Stated that I think it's much more interesting is that the maker of most airport security scanner in the world (~84%) is an Israeli intelligence linked company (Vidisco) https://ransomwareattacks.halcyon.ai/attacks/vidisco-ltd-hit... so they can easily makes any items "not seen" i.e. with a simple tag the scanner read and ignore then the real content showing something harmless. This is just an example of why we need MANDATORY FLOSS and open hardware where anything is developed from zero in a public manner to been able to check what's up via public research made by public universities to make it hard slip agreements here and there.

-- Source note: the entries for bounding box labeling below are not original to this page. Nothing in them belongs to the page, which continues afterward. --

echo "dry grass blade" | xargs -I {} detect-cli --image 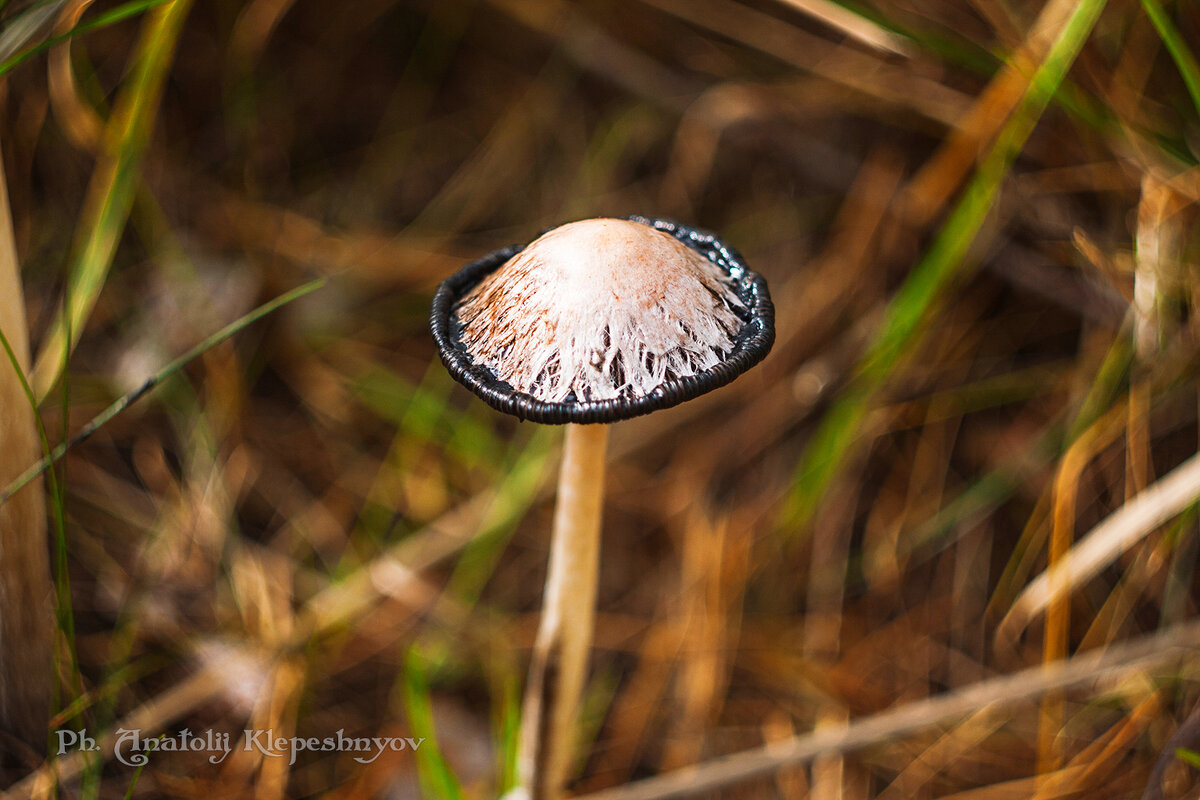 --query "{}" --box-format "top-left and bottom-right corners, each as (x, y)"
(996, 455), (1200, 650)
(778, 0), (913, 56)
(580, 622), (1200, 800)
(0, 142), (55, 742)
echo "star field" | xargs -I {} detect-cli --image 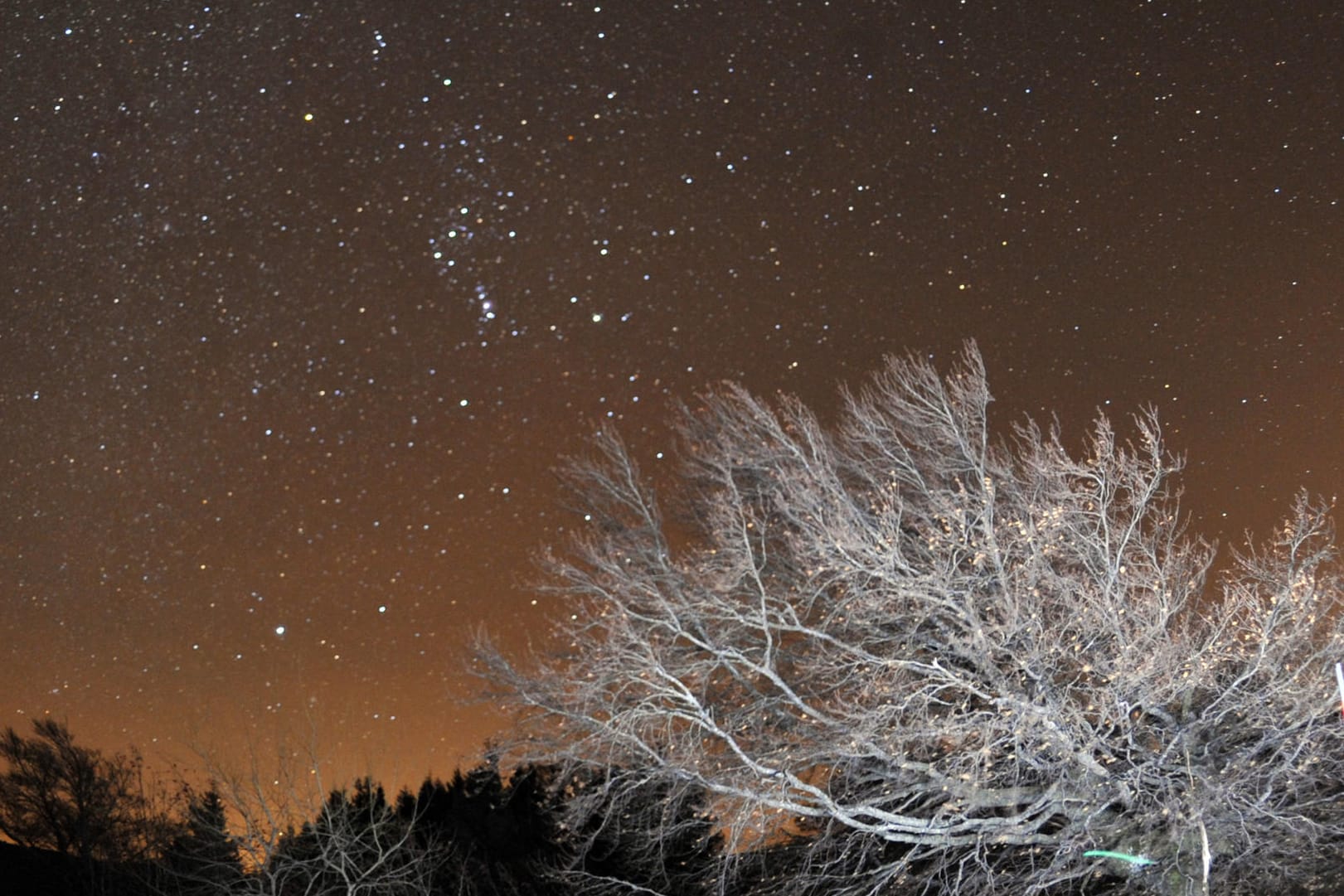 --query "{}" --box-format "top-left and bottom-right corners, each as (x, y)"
(0, 0), (1344, 782)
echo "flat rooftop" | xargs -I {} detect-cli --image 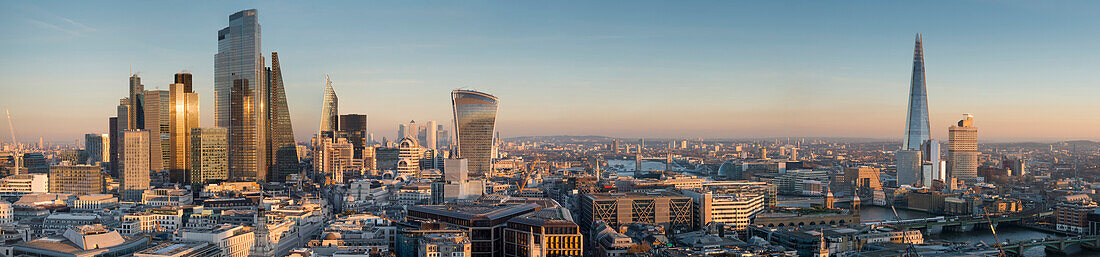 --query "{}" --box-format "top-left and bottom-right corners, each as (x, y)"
(408, 203), (541, 220)
(585, 191), (688, 200)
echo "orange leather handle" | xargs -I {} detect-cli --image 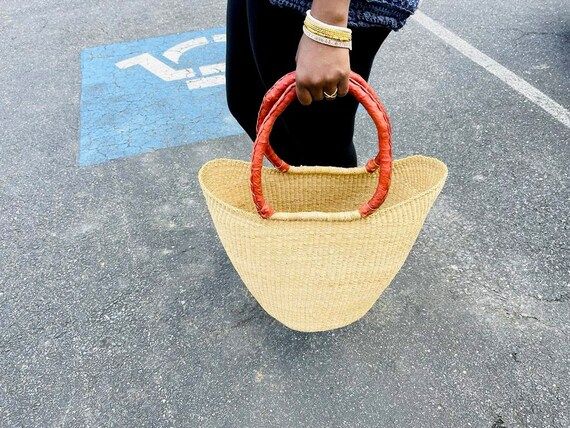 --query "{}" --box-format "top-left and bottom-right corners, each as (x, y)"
(250, 72), (392, 218)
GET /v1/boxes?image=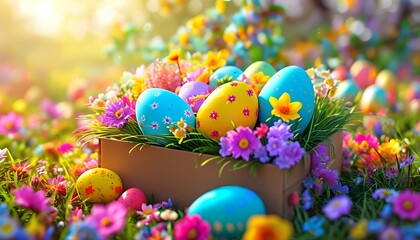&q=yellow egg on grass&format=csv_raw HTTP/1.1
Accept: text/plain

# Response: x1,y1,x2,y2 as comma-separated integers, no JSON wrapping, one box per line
76,167,123,203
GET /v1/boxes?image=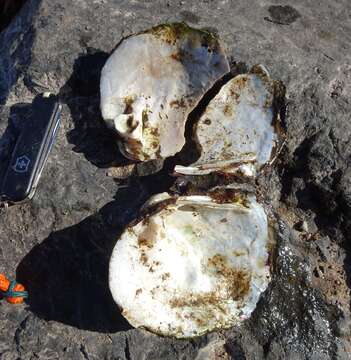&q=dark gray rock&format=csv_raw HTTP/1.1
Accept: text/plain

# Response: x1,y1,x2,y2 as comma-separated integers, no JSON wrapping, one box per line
0,0,351,360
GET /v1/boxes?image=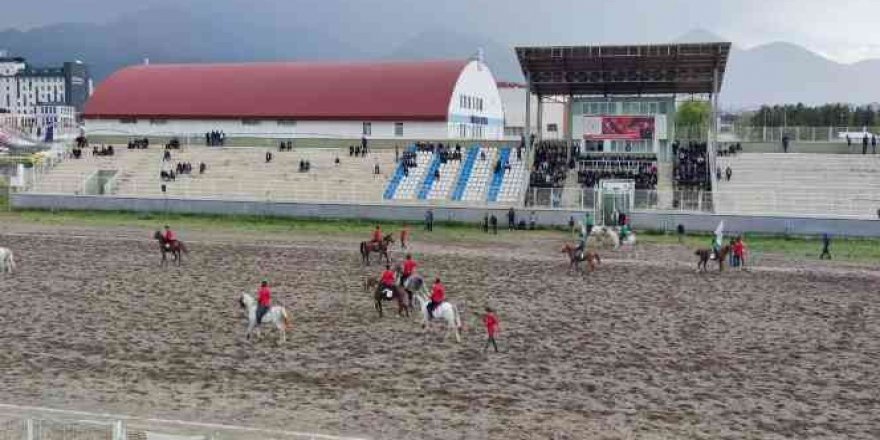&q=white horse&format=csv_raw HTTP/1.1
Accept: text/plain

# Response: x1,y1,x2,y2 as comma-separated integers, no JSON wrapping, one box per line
0,248,15,273
587,226,620,249
239,293,291,342
620,231,636,247
415,293,461,342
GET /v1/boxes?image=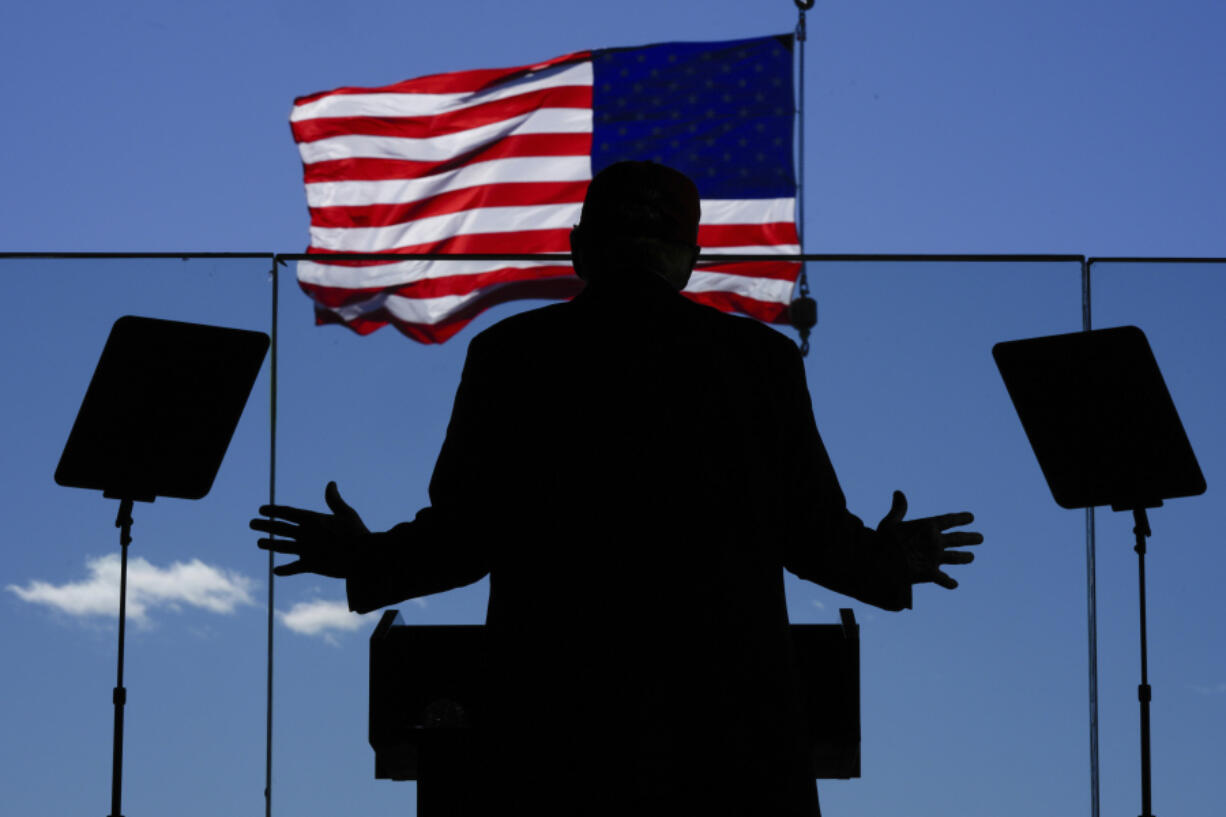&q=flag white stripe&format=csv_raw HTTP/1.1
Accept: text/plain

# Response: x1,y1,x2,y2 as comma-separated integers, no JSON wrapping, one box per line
307,156,592,207
310,202,581,253
298,261,566,290
289,63,592,121
298,244,801,290
685,270,796,303
699,199,796,224
298,108,592,164
310,199,792,253
316,271,794,324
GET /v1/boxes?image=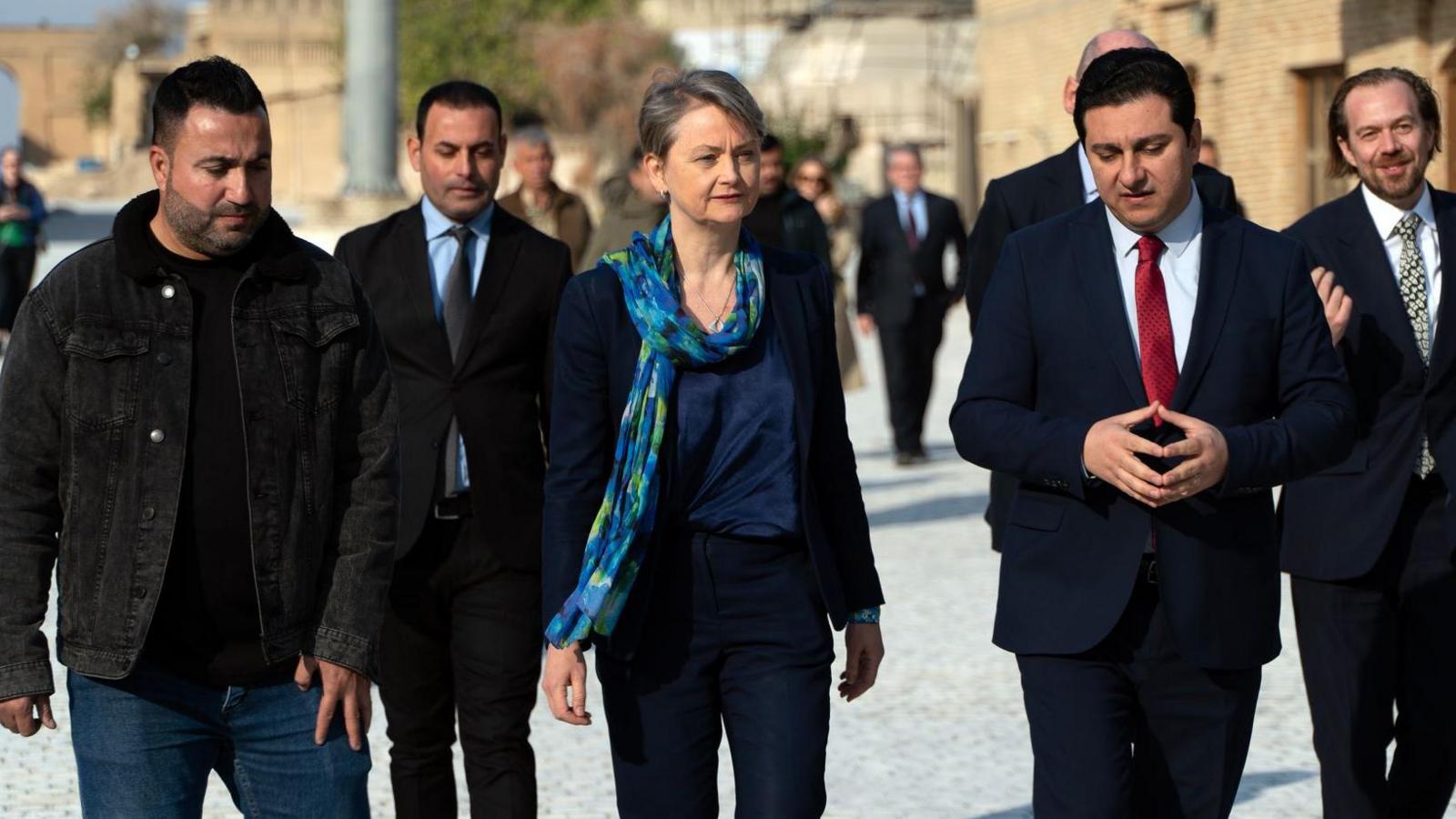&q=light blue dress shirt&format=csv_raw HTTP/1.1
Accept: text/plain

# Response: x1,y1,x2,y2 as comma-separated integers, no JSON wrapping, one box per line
895,188,930,239
420,197,495,491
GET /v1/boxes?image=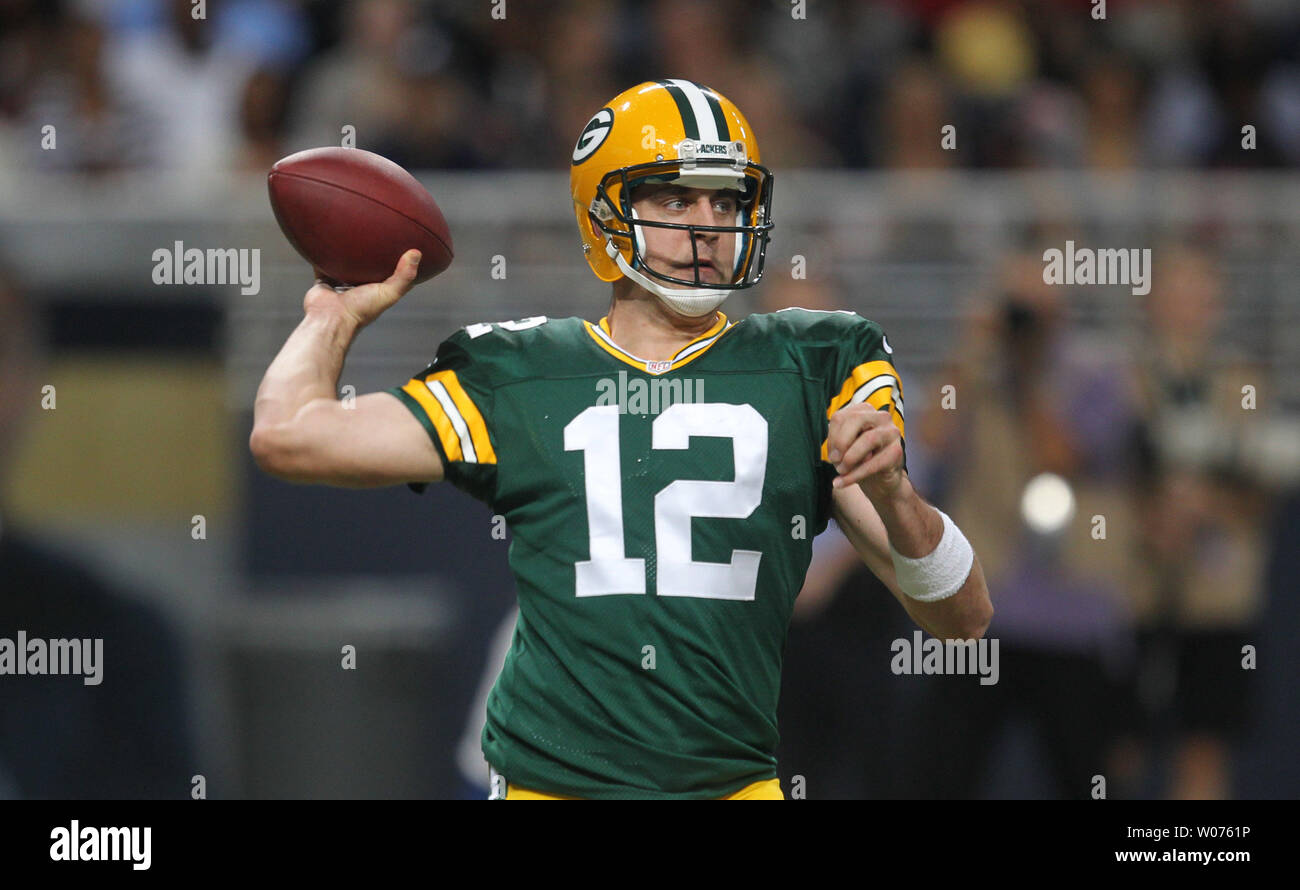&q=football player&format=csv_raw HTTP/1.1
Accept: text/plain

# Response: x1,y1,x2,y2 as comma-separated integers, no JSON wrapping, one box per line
250,79,992,799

I have no idea how the 'privacy' is even allowed to be included as an advertisement point.

No end-to-end encryption no claims of privacy allowed.

We pinky promise not to tell anyone is not 'privacy' feature.


So what kind of setup do you suggest for low-maintenance personal / small business use?


For what purpose? If you need to access home services or company service while outside in the world a PERSONAL VPN, i.e. wireguard on your SOHO server at home/office is ok, because you own BOTH the server and the client and your traffic go through a domestic ISP under domestic laws of your countries, laws you know, your lawyer know, you can easy act as needed etc.

If you need a proxy on steroid to watch netflix from another country well, use any commercial VPN, but ONLY for the needed purpose, not for the rest of your traffic.

Your ISP can snoop on you LESS than a commercial VPN vendor, especially if such vendor is based in exotic places without privacy laws, while obviously claiming the contrary in advertisements. There is NO PRIVACY PURPOSE for using commercial VPNs.


Secret stuff, I guess. Appreciate the follow-up.


Secrets means not much: secrets from who? A commercial VPN meaning you just have the client, imply your ISP do not know much about your traffic (just data volume and when they pass) but your VPN provider know ANYTHING, with a far bigger access to your system since you typically have a proprietary client installed with high privileges. So you hide from a domestic ISP to be naked shown to a potentially unknown corporation oversee who can pick much more infos from you.

Let's say you are in countries where porn is forbidden, from Saudi Arabia to South Korea, and you want to hide from locals, ok, you knows your porn habits are known by an offshore unknown company but formally not to the local government, formally, because they might have agreements you do not know and typically VPN providers exists in countries with zero customer protections.

The only VPN you can trust is a FLOSS one, like WireGuard, OpenVPN etc, between hosts you own, and they just guarantee the channel, meaning if you have an Android/iOS device with a VPN link between the phone and you home, the phone itself is not trustable since it's a proprietary device remotely handled by it's OEM/third parties, some you might not even know.

A simple example: let's say you have a secure messaging system, your messages will travel hidden from third parties, but you type them with a virtual keyboard, witch is a typically connected application, who talk aside with their creator: who care about your secure messages since they can snoop them as you type them?

The whole point is the level of secrecy you want. Just downloading pirated materials (like most people do, even if formally it's illegal nearly everywhere) appearing from another country to avoid local laws like Hadopi well, essentially nobody care for real so you might feel safe enough. Being an activist in a dictatorship well, it's a far different thing and in that case the top security is not using integrated electronics at all, like exchanging manually encrypted and hand-sewn in some peer dress (an old but still valid WWII technique), when that's not an option you could trust a bit OLD desktop iron (little firmware's inside) running a FLOSS OS in fully FLOSS stack, like messaging via I2P.